Jacques Moretti, un ciudadano francés de 60 años, cometió el infierno el día de Año Nuevo en Le Constellation en Crans-Montana, Suiza.
Su escenario se convirtió en una trampa mortal después de que bengalas colocadas en botellas de champán encendieran el techo del sótano.
El sábado, varios medios de comunicación de Francia y Bélgica informaron que Moretti, de la isla mediterránea de Córcega, era bien conocido por las autoridades francesas.
En 2005 estuvo implicado en un complot de secuestro en el departamento alpino francés de Saboya, cerca de Crans-Montana, y cumplió condena de prisión.
Le Parisien informa: ‘Según nuestra información, Jacques Moretti no es ajeno al sistema jurídico francés.
Es conocido por casos de proxenetismo que se remontan a veinte años atrás, así como por casos de secuestro y detención. Capturado en el Savoy.
La cadena de radio RTL, citando su propia fuente jurídica, informó: “Un hombre nacido en Córcega, nacido en los años 60, fue encarcelado en Saboya en 2005 por proxenetismo, fraude, secuestro y encarcelamiento ilegal”.
Jacques Moretti (en la foto a la derecha), que ahora tiene sesenta años, fue encarcelado en Saboya en 2005 por su participación en proxenetismo, fraude, secuestro y encarcelamiento falso.
Se colocaron flores y velas en un monumento improvisado para rendir homenaje a las víctimas del incendio de Nochevieja en el bar Le Constellation que mató a 40 personas e hirió a 119.
Los bomberos del servicio regional de bomberos y salvamento Saper-Pompierres de Sierre rinden homenaje a las víctimas del mortal incendio
No hubo respuesta inicial a las revelaciones de los abogados que representan al Sr. Moretti.
El viernes, los fiscales suizos lo interrogaron junto con su esposa, Jessica Moretti, de unos 40 años.

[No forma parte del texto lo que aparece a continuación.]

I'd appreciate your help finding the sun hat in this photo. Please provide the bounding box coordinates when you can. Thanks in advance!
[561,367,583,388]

Ambos se encuentran actualmente prófugos mientras ayudan a los agentes del orden con sus investigaciones.
Sugirieron que si “se determina la responsabilidad penal”, abrirían una investigación por “incendio intencional negligente” y “homicidio negligente”.
Mientras tanto, la pareja francesa no ha sido acusada oficialmente y puede viajar libremente.
La fiscal general suiza, Béatrice Pillowd, afirmó: “Todo indica que el incendio se inició con velas encendidas colocadas en botellas de champán, que se acercaron demasiado al techo, lo que provocó que el fuego se extendiera rápida y ampliamente”.
Aunque los funcionarios de salud y seguridad sólo han realizado inspecciones “tres veces en diez años”, Moretti afirma que su bar “cumple todas las normas de seguridad”. El artículo 8 del Código Local de Prevención de Incendios establece que las inspecciones deben realizarse “anualmente en los edificios abiertos al público o que presenten riesgos especiales”.
Moretti, propietario de tres negocios en los alrededores de Crans-Montana, no estaba en Constellation la noche del incendio, pero su esposa y un brazo quemado sufrieron.
Los bomberos del servicio regional de bomberos y salvamento Sapar-Pompierres de Sierre colocan una vela en el monumento conmemorativo del fatal incendio.
La pareja se hizo cargo de Le Constellation en 2015 y posee una casa cerca, así como una casa en la Riviera francesa.
En agosto de 2016, las bengalas provocaron un incendio mortal en Rouen, Francia, y sus propietarios fueron encarcelados.
Catorce personas murieron en Cuba Libre luego de que adolescentes quedaran atrapados en su sótano.
Las bengalas encendieron el techo y, en Le Constellation, las llamas se extendieron en segundos.
En octubre de 2019, los directores del bar fueron condenados a cinco años de prisión, dos de los cuales fueron suspendidos.
Johnny Autin, cuya hija Megan, de 20 años, murió en el incendio de Cuba Libre, dijo que se necesitan “más controles y penas más duras”.